Les enquêteurs pensent avoir identifié un suspect, mais la base de données indique que cet ancien employé, un certain Vincent Freeman, est répertorié comme « in-valide », et mathématiquement déjà mort. Ce qui complique les investigations… A partir de là, le film distille un suspens méthodique, froid. Un jeu de chat et de souris entre les enquêteurs (je vous laisse la surprise au sujet du deuxième inspecteur) et le trio Irène / Vincent / Jérôme. Très belle scène, tendue, où Jérôme grimpe à la force des bras l’escalier en colimaçon de son appartement, dont la forme reproduit justement celle d’une boucle d’ADN.
Le scénario est très habilement écrit, riche en rebondissements. Du dégraissé sur l’os, pas un poil qui rebique. Récit froid et clinique, on entre dans l’histoire par étape, chaque élément s’imbrique, l’intérêt augmente à mesure que l’intrigue avance. La rivalité des deux frères refait surface, concours de natation dans l’océan (superbes images sous-marines et nocturnes) et cette réplique de Vincent à son frère : « ta réussite passe par mon échec ? ».
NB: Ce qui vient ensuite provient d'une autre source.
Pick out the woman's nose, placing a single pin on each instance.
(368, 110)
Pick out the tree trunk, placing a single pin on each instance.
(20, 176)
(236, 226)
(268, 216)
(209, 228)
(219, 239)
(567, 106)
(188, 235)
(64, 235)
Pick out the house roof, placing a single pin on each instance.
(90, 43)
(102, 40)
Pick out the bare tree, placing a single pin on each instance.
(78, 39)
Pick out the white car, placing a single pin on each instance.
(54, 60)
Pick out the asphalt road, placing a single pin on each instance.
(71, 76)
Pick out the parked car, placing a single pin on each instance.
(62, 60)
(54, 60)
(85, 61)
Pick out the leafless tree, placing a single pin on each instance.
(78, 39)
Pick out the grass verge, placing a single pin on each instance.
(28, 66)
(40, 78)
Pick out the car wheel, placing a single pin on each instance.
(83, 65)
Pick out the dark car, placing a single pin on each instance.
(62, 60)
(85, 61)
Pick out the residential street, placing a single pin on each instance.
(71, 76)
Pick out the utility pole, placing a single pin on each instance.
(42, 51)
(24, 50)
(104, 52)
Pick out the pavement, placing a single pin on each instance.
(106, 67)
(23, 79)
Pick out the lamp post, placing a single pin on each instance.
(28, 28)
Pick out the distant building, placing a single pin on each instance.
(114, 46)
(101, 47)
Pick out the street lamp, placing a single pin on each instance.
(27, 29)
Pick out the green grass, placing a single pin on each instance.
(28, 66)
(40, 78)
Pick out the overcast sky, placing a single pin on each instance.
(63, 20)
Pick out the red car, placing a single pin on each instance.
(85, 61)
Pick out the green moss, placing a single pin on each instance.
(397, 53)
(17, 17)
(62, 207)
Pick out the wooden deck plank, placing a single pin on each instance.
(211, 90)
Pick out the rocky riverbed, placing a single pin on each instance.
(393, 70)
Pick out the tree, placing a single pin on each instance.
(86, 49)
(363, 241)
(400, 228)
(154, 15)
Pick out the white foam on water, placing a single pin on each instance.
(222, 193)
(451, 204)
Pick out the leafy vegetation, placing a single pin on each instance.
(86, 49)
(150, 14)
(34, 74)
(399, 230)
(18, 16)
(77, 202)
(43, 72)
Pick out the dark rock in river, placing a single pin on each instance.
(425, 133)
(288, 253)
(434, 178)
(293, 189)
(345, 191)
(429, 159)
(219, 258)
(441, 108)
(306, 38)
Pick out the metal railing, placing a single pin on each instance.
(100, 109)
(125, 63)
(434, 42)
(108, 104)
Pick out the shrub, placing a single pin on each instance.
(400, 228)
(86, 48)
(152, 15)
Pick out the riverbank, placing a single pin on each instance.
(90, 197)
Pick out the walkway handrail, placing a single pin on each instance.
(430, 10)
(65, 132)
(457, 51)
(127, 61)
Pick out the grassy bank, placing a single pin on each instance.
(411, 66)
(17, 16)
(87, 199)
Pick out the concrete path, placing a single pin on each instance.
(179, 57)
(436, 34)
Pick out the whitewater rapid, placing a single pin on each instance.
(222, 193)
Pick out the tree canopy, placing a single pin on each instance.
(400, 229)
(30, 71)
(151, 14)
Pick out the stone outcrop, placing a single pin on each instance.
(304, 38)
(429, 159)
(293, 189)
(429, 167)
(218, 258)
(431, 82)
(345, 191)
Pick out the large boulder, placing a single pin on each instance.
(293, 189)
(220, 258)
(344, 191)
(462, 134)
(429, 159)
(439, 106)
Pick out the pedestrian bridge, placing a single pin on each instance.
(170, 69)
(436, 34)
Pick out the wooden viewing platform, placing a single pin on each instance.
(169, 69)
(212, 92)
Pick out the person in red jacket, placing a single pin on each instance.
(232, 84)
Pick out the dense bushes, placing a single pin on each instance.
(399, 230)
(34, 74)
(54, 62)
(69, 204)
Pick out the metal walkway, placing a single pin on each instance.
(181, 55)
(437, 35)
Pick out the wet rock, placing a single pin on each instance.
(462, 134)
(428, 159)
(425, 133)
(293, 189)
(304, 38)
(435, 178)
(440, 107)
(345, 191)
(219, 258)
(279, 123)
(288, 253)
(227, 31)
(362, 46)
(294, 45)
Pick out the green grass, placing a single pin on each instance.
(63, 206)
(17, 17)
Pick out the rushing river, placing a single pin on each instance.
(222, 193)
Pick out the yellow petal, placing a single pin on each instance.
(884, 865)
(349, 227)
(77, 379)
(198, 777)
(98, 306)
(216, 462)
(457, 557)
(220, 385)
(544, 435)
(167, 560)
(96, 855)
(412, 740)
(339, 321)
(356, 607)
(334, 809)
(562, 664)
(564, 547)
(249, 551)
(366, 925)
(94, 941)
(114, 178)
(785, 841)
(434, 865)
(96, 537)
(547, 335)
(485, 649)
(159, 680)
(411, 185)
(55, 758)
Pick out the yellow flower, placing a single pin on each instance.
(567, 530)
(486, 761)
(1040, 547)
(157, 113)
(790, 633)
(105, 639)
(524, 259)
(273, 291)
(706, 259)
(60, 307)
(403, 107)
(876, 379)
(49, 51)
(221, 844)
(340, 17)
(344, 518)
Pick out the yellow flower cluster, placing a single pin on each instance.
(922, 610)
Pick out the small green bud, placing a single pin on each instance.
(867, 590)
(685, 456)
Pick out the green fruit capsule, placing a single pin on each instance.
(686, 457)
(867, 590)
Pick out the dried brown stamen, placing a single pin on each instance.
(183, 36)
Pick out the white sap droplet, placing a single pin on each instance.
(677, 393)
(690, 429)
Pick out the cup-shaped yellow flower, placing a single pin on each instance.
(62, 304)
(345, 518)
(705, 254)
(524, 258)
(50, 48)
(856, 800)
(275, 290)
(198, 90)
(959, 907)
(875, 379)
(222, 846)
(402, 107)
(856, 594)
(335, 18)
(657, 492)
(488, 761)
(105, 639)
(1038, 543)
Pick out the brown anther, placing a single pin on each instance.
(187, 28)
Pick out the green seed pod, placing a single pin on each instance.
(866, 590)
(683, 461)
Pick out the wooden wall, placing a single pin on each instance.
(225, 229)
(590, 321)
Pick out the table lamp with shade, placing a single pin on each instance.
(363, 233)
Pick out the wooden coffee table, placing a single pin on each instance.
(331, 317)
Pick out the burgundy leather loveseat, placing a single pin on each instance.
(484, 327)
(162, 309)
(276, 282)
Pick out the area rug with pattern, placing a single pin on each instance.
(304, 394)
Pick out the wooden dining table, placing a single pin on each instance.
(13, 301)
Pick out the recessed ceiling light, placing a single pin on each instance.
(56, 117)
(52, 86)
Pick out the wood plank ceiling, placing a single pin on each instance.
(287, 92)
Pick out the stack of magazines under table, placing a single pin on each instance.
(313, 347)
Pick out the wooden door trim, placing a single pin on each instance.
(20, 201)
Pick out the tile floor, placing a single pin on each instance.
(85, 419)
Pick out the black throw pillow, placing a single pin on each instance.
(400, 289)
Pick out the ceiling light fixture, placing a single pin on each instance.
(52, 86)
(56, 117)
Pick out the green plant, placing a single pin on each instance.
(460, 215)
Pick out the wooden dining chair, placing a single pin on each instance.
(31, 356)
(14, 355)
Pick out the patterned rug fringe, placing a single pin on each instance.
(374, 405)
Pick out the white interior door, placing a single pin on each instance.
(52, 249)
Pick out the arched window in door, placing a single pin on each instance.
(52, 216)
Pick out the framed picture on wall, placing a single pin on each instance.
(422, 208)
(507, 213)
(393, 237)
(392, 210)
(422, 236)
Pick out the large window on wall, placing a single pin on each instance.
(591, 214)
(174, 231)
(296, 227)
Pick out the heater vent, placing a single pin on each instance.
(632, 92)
Un film intelligent, étrange et addictif. Les ingrédients sont habilement dosés, Niccol écrit sur un thème universel, passionnant, qu'il enrobe habillement de références au polar. L'interprétation est raccord, les acteurs jouent à minima, en retrait, comme derrière un masque, ce qui rend la relation entre Vincent et Irène plus émouvante encore. Aucun lyrisme, aucune niaiserie, un thriller d'anticipation à l'ADN quasi parfait.